Çünkü aslında böyle bir derdimiz yok.
Ayasofya’nın müzeden camiye dönüştürülmesi için toplumumuzda kim neyinden vazgeçecek kadar fedakârlık yapacak kadar ilgilidir. 85 milyon nüfusumuzda bu oran bin delerle ifade edilebilir.
Biliyoruz ki bu konu zaman zaman gündeme gelir 30-40 kişilik guruplar Ayasofya’da sembolik namazlar kılar gösterilerini yaparlar hiç bir zaman bu gösterilerde yüz binler olmamıştır.
Denesinler Ayasofya müzesinin camiye dönüştürülmesi için İstanbul’da miting yapsınlar katılım 5 bini geçmez.
Tahmin ediyorum ki devletimizi yönetenler bir “gündem” birimi kurmuşlar.

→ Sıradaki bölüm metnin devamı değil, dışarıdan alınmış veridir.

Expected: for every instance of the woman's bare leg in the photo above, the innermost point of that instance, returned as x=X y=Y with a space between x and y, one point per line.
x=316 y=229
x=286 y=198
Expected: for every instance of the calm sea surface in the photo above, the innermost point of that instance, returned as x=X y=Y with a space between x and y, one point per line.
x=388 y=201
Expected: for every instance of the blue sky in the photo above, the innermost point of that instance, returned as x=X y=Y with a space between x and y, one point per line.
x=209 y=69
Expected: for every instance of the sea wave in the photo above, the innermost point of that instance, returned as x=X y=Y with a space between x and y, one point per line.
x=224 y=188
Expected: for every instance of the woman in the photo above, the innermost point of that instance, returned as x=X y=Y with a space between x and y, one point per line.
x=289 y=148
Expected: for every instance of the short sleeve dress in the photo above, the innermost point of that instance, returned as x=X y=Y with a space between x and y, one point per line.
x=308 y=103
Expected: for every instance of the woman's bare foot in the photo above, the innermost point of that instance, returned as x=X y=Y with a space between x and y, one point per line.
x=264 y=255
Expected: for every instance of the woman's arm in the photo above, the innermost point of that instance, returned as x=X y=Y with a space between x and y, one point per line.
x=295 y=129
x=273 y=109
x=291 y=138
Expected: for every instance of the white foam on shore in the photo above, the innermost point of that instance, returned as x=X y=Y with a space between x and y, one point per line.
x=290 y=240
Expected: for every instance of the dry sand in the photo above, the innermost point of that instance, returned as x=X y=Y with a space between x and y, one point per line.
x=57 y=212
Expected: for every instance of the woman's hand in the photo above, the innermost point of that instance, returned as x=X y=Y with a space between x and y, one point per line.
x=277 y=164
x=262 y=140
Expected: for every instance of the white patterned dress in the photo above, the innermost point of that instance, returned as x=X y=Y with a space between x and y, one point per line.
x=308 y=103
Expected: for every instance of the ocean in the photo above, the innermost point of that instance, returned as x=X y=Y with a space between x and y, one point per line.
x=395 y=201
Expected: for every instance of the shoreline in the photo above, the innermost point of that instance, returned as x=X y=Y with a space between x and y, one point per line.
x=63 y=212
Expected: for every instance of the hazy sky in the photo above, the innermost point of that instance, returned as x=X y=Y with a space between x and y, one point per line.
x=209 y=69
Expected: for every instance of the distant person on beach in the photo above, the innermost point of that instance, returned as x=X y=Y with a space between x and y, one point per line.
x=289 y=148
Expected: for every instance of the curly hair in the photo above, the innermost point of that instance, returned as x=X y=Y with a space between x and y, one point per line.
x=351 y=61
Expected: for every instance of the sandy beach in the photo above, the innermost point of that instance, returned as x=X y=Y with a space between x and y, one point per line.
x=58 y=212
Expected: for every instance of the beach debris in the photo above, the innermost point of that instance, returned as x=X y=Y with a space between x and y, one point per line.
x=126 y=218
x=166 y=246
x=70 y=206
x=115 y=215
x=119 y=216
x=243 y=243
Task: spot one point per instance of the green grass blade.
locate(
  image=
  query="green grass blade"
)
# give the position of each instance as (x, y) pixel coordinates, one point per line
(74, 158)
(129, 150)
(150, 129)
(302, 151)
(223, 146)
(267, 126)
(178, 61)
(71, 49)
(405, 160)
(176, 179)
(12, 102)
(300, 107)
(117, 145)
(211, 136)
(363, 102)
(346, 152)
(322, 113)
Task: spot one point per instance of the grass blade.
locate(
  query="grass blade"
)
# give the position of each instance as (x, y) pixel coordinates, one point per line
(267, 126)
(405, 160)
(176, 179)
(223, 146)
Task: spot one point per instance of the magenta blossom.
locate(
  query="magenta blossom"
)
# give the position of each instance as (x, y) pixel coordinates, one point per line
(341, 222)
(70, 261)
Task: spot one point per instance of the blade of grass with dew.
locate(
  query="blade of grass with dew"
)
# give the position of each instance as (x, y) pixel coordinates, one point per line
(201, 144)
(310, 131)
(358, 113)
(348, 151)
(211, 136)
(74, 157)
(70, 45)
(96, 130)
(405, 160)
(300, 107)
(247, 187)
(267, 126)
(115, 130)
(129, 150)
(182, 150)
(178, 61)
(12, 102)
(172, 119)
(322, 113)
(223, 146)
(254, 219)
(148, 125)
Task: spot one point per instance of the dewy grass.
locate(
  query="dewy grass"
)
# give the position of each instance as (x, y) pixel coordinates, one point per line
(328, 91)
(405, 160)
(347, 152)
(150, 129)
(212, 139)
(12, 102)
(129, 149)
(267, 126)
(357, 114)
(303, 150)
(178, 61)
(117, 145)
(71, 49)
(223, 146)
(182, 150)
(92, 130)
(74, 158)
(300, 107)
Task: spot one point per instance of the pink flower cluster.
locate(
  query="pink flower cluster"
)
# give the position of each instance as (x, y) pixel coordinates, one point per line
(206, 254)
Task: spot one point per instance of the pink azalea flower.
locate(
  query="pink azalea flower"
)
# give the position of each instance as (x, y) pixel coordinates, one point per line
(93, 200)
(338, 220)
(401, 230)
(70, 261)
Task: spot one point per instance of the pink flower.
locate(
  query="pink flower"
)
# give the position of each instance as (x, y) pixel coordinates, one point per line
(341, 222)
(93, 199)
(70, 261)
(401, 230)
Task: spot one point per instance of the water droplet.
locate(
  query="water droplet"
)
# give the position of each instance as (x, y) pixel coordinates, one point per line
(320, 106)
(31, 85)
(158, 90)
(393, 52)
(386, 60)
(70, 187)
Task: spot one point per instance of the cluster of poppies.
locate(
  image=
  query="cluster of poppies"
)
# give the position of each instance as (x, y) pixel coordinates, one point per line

Birimin görevi sürekli iktidarın başarısız olduğu konuların dışındaki alakasız ama toplumda marjinal karşılıkları olan konuları belirlemek ve iktidarın zor zamanlarında bu alakasız konularla toplumun meşgul edilmesini sağlamak.
Ayasofya müzesinin camiye çevrilmesi, baroların yönetim kurullarının nasıl seçileceği, Lut kavminin nasıl yıkıldığı, kürtajın dinen caizliği, 1935 yılındaki devletin antropolojik çalışma raporları vs…
Bu naylon gündemlerden sadece birkaçı bunlar.
Yaşam şeklimizde akşamları prime - time zamanda televizyon izlemek en çok yaptığımız evde vakit geçirme şeklimiz.
Bu saatler arasında izlenebilecek tüm TV kanallarında konu Ayasofya olunca otomatikman ülkenin gündemi de Ayasofya oluyor.
Tam ülkeyi yöneten iktidarın toplumun esas sorunlarının tartışılmasını başka alakasız konulara kaydırılması ve esas gündemlerin konuşulmamasını sağlayan bir iklim ortamında esas sorunumuzun Ayasofya veya baroların seçimleri olduğunu düşünmeye başlıyoruz.
Bu bir iktidar oyunu
Karlı olan yönetenler zararlı olan ise onların zoka ( balığı avlamak için kullanılan yalancı yem) larını yiyen yönetilenlerdir.
Toplumun eğitim ve kültür seviyesi ne kadar yüksek olursa toplumsal duyarlılığı da o oranda artacak ve itiraz etmeye başlayacaktır.
Günümüzün ileri demokrasi toplumlarında yaşayan toplumlarında böyle sahte gündemler pek olmaz.
Mesela Japonya’da veya İsviçre’de bu tip aldatıcı gündemlere pek rastlanmaz çünkü toplumda bir karşılığı olmaz.
Bu gün Ayasofya’yı konuşacağımıza Akdeniz’de Mavi Vatanı, Kıbrıs’ta ki Maraş’ın açılmasını, işgal edilen Ege adalarımızı, Türk devletleri ile organize edilecek Turan Kupasını, Yeni Dünya Düzenini, Kripto para sistemlerini, Turizmimizi, Tarımımızı, Sanayimizi, Esnafımızı, S400’leri konuşabilmeliyiz.
Sultan Fatih İstanbul’u almak için kapısına dayandığında Ayasofya’da “meleklerin cinsiyeti” tartışılıyordu.
Herhalde o tartışmayı Bizans İmparatoru Bizans gündemine getirmişti.